Ritmos da floresta
por Francisco RussoAmazônia Groove é daqueles filmes que tão bem demonstram o quanto o avanço da tecnologia por vezes contribui para a realização de um projeto, no caso, em relação ao uso de drones em sets de filmagens. É graças a eles que a belíssima sequência de abertura deste documentário foi rodada, permeando as entranhas da floresta atrás do rio Amazonas até, subitamente, encontrar uma procissão em variados barcos. Toda em plano-sequência, ela de imediato apresenta a conexão existente entre natureza e cultura, em uma simbiose que norteará todo o longa-metragem.
O esforço do diretor Bruno Murtinho em seu longa de estreia é justamente ao vasculhar o apelo do rio perante a musicalidade da região, nos mais variados aspectos, levando em consideração não só o isolamento presente em certas áreas mas, também, a própria influência da fauna local. É assim que conhecemos pai e filho, ambos músicos, que buscam o padrão sonoro do sabiá branco de forma a usá-lo em uma nova canção. Ou o búfalo-bumbá, variação típica da ilha de Marajó. Ou ainda a Gangue do Eletro, que sacode a juventude em festas realizadas a qualquer canto, cujo líder cunha o termo que dá título ao filme.
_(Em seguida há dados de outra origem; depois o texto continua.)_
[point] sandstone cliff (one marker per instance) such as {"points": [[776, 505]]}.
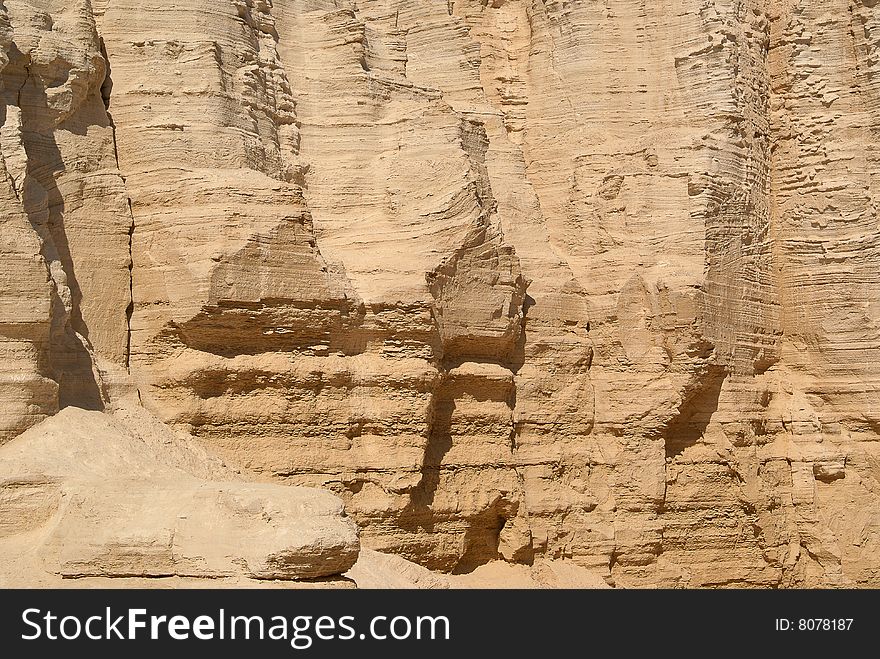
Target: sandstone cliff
{"points": [[550, 282]]}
A escolha de seus personagens é um dos maiores atrativos de Amazônia Groove, não apenas pela variedade empregada dentro de sua proposta mas, especialmente, pelo carisma e personalidade dos escolhidos, proporcionando uma cativante pluralidade de ritmos e histórias de vida. Soma-se a isso uma fotografia belíssima, beirando o publicitário em certos momentos, que explora com competência de imagens panorâmicas a closes que tanto revelam sobre o ambiente em que cada entrevistado está inserido. Soma-se a isso certas pérolas espalhadas no decorrer do longa-metragem, como a explicação da cantora Gina Lobrista acerca das diferenças entre sucesso e fama - a típica sabedoria popular que vai direto à essência do tema.
Com uma ambientação tão cuidadosa e entrevistados tão ricos, o pecado de Amazônia Groove é, em certos momentos, passar a impressão de que certas cenas foram fabricadas. É o caso da pintura da casa durante uma entrevista ou mesmo do cortejo com músicos em alegria esfuziante, ambos em momentos que exalam artificialidade. O cuidado excessivo com o aspecto estético também ajuda nesta sensação, especialmente devido ao tom publicitário que a fotografia assume em determinadas cenas, até mesmo abusando da câmera lenta.
Ainda assim, Amazônia Groove é um documentário bastante interessante pelo apuro empregado na produção e também pelo elenco selecionado, numa espécie de "Buena Vista Social Club da Amazônia" que tão bem explora a potência das imagens e musicalidade, em um tom carinhoso e respeitoso que jamais dialoga com qualquer preconceito sonoro existente.